My experience with Large Language Models is full of exploration of ideas. I had the model perform a lot of role-playing. Sometimes I made it act as a Marketing Expert, sometimes a Pilot, and sometimes a Curious Kid.

I noticed that the meanings of these roles differed in my head due to my biases, schemas, and memories. Curious, I wondered if the model itself could explain what it perceived a Curious Kid to be. Initially, it replied predictably with, "As a Large Language Model, I don't have perceptions about..." So I clarified by saying, "Describe the characteristics of a Curious Kid," and it responded:

  1. Asks lots of questions: They frequently ask “why,” “how,” and “what if,” often about things adults might overlook.
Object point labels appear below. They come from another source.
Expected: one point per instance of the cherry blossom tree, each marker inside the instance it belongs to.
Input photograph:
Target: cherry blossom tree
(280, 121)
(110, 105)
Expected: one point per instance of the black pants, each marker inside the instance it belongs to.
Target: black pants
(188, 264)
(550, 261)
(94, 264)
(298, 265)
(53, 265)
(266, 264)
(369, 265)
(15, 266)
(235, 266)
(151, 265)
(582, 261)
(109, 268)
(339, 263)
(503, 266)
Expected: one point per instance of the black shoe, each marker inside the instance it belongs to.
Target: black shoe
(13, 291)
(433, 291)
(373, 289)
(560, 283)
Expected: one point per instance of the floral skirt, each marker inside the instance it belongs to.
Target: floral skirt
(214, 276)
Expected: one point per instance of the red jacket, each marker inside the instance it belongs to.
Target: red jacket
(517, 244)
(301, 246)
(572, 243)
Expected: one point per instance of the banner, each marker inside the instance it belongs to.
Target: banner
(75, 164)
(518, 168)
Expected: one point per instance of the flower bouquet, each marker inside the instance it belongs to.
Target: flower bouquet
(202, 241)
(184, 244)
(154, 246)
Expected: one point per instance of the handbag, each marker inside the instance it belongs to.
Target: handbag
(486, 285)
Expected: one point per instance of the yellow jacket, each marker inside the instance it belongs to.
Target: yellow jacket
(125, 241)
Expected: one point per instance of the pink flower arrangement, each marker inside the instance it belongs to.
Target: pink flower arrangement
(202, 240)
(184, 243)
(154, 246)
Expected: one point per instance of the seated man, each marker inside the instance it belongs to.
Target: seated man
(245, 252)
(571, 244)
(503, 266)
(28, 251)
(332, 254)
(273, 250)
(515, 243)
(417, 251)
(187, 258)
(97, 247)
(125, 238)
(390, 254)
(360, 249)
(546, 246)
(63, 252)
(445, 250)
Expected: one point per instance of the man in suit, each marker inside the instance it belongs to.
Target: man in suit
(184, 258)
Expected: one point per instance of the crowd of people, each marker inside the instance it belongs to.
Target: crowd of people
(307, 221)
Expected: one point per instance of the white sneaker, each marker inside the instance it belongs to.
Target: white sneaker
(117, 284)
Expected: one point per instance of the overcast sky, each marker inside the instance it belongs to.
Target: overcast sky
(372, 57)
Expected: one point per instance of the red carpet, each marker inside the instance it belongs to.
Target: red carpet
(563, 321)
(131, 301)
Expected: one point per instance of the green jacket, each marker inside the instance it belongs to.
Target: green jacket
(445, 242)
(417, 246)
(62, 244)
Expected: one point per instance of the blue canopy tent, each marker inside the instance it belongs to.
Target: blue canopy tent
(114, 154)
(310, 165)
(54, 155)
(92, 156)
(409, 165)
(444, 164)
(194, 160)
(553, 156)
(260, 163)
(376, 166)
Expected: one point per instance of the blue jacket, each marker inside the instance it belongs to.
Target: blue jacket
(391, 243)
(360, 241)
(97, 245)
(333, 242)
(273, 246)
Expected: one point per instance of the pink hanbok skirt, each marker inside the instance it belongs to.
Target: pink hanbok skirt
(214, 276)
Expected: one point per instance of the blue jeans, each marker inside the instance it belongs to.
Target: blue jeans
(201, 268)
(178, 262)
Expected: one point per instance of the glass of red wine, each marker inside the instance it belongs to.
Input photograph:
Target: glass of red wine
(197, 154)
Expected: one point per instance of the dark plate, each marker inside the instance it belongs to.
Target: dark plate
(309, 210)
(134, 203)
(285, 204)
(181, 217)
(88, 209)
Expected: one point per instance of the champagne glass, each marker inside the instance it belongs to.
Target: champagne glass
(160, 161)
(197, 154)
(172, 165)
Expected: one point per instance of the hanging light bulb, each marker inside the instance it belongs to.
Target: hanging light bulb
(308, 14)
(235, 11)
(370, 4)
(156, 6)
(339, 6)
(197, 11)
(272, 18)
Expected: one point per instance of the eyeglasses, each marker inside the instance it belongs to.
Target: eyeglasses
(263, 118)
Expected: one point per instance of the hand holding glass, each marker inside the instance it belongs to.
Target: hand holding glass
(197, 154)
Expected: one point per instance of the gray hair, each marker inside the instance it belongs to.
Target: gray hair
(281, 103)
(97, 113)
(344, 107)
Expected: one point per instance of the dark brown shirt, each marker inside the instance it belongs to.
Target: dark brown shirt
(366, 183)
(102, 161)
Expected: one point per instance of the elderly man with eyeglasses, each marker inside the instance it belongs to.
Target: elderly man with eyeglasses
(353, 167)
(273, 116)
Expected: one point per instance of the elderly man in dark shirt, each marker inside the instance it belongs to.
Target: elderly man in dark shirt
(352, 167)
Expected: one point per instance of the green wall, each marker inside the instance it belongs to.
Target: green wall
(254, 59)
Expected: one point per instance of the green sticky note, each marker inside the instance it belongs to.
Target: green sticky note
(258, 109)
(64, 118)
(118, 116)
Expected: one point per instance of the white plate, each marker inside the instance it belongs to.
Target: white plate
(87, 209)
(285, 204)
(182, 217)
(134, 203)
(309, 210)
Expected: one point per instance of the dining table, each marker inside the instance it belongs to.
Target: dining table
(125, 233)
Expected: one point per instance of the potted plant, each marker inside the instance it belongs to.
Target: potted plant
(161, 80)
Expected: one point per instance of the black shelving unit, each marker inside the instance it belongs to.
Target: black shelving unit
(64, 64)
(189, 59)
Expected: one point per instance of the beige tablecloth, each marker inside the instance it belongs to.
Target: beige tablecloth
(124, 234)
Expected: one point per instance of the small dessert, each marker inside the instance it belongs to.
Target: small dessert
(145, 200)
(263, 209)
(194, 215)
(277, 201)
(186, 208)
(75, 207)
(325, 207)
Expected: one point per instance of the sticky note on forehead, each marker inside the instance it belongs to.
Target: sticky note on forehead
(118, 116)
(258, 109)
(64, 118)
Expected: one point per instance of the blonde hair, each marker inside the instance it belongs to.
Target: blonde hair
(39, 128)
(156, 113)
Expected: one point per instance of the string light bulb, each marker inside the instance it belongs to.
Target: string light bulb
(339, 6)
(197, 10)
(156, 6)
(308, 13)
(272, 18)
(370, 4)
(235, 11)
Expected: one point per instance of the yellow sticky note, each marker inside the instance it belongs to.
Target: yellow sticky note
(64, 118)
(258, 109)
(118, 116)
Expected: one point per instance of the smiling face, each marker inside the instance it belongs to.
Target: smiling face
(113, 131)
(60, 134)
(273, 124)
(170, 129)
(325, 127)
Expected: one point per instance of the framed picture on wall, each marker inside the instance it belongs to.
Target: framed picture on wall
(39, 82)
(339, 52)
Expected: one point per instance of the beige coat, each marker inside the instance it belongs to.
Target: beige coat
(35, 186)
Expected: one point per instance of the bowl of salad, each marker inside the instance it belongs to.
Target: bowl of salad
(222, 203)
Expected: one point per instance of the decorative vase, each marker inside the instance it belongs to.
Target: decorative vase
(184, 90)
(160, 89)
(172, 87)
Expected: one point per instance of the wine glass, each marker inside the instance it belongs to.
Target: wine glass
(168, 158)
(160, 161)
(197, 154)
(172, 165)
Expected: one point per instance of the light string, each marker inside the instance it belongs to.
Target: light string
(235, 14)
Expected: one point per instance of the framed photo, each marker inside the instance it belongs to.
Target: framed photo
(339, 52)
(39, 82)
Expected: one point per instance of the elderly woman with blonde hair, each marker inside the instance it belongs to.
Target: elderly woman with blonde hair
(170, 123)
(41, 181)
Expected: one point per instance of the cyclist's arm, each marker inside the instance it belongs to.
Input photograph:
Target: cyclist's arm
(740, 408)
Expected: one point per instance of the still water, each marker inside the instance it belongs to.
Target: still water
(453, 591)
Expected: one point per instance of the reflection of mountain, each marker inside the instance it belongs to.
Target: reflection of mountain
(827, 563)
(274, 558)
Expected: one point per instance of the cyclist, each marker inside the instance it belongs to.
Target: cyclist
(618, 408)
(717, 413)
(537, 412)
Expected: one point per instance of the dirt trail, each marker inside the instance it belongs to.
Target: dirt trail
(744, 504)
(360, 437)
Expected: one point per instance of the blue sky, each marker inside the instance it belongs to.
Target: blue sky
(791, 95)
  2. Eager to explore: They enjoy investigating their surroundings, experimenting with objects, or trying new experiences.
  3. Enjoys problem-solving: Curious kids like puzzles, challenges, and figuring things out on their own.
  4. Not easily satisfied with simple answers: They often dig deeper, asking follow-up questions to understand more fully.
  5. Observant and attentive: They notice small details and may spot things others miss.
  6. Creative and imaginative: Curiosity often fuels storytelling, imaginative play, and unique ideas.
  7. Willing to take risks: They aren’t afraid to try something new or make mistakes if it leads to discovery.
  8. Self-motivated: They seek information or explore topics without being prompted.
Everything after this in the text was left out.